Over the weekend, Florida, Georgia and South Carolina saw the arrival of Hurricane Matthew and residents in those areas expressed significant concerns about the availability of gasoline leading up to and following the storm. Ports and fuel terminals in all three states were closed ahead of the storm. Fortunately, there were no refineries threatened by the path of the storm and by Friday afternoon many ports in southern Florida were already cleared by the Coast Guard and open to receive vessels.

Many coastal ports are expected to reopen on Monday, allowing waterborne deliveries of gasoline to continue.

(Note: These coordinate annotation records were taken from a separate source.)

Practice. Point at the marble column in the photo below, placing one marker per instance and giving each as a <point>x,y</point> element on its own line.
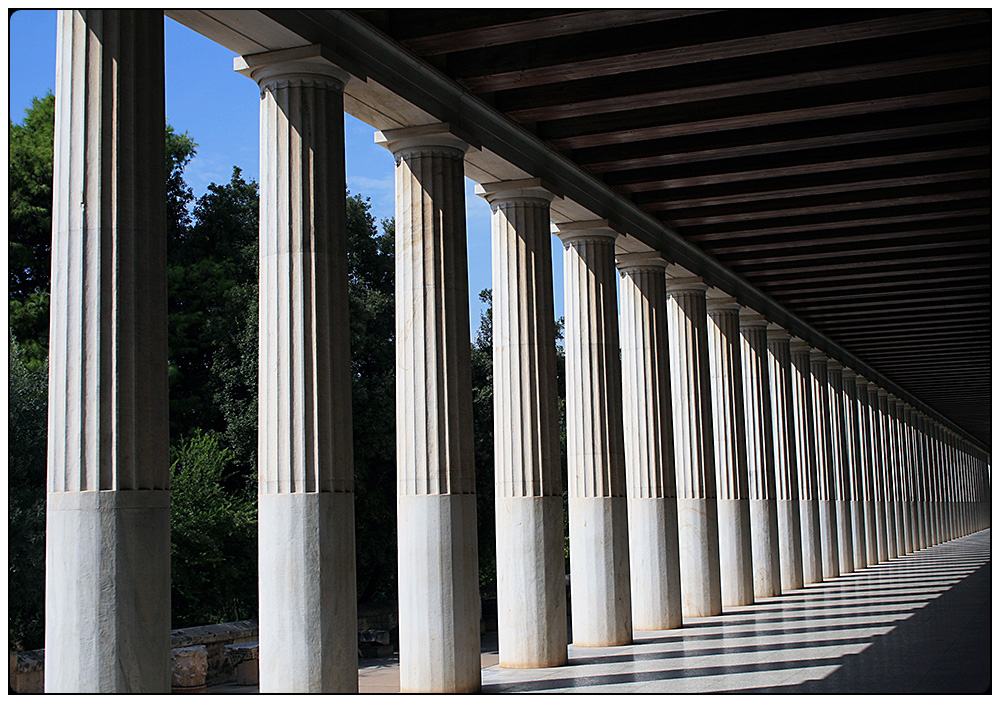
<point>439,606</point>
<point>867,478</point>
<point>531,563</point>
<point>694,458</point>
<point>760,456</point>
<point>600,588</point>
<point>888,456</point>
<point>904,540</point>
<point>852,429</point>
<point>876,454</point>
<point>806,461</point>
<point>729,428</point>
<point>840,464</point>
<point>107,546</point>
<point>786,475</point>
<point>654,560</point>
<point>308,593</point>
<point>827,465</point>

Barring any delays due to flooding and power outages, tanker trucks should be able to access terminals and quickly resupply stations across the impacted areas.


Quick Stats

• The West Coast continues to be the most expensive market for gasoline, including the only six states where drivers are paying $2.50 or more on average: Hawaii ($2.84), California ($2.79) Washington ($2.71) Alaska ($2.63), Oregon ($2.52) and Nevada ($2.51).

• The states with the largest increases this week are Indiana (+11 cents), Michigan (+10 cents), Missouri (+8 cents), West Virginia (+8 cents), Ohio (+8 cents), Illinois (+6 cents) and Florida (+6 cents).


Mid-Atlantic and Northeast

Increases have been most evident in the Mid-Atlantic, where two states and D.C. made the list of top-15 largest weekly increases: District of Columbia (+5 cents), New Jersey (+4 cents), and Pennsylvania (+4 cents).


South and Southeast

Hurricane Matthew caused prices to jump in some parts of the region, with Florida (+6 cents) and North Carolina (+4 cents) both landing on the list of top-15 weekly increases. The Hurricane caused supply issues at many gas stations last week as evacuation notices resulted in closed ports and terminals. Without access to local terminals, many gas stations could not handle the high demand of drivers preparing for the hurricane. Despite the issues, gasoline supplies in the Southeast region remain plentiful. Hurricane Matthew was expected to have much more impact on demand and less on supply. On Friday afternoon, ports in Miami, Key West and Port Canaveral were already reopened to vessel traffic. Barring any delays due to flooding and power outages, tanker trucks should be able to access terminals and resupply stations across the impacted areas.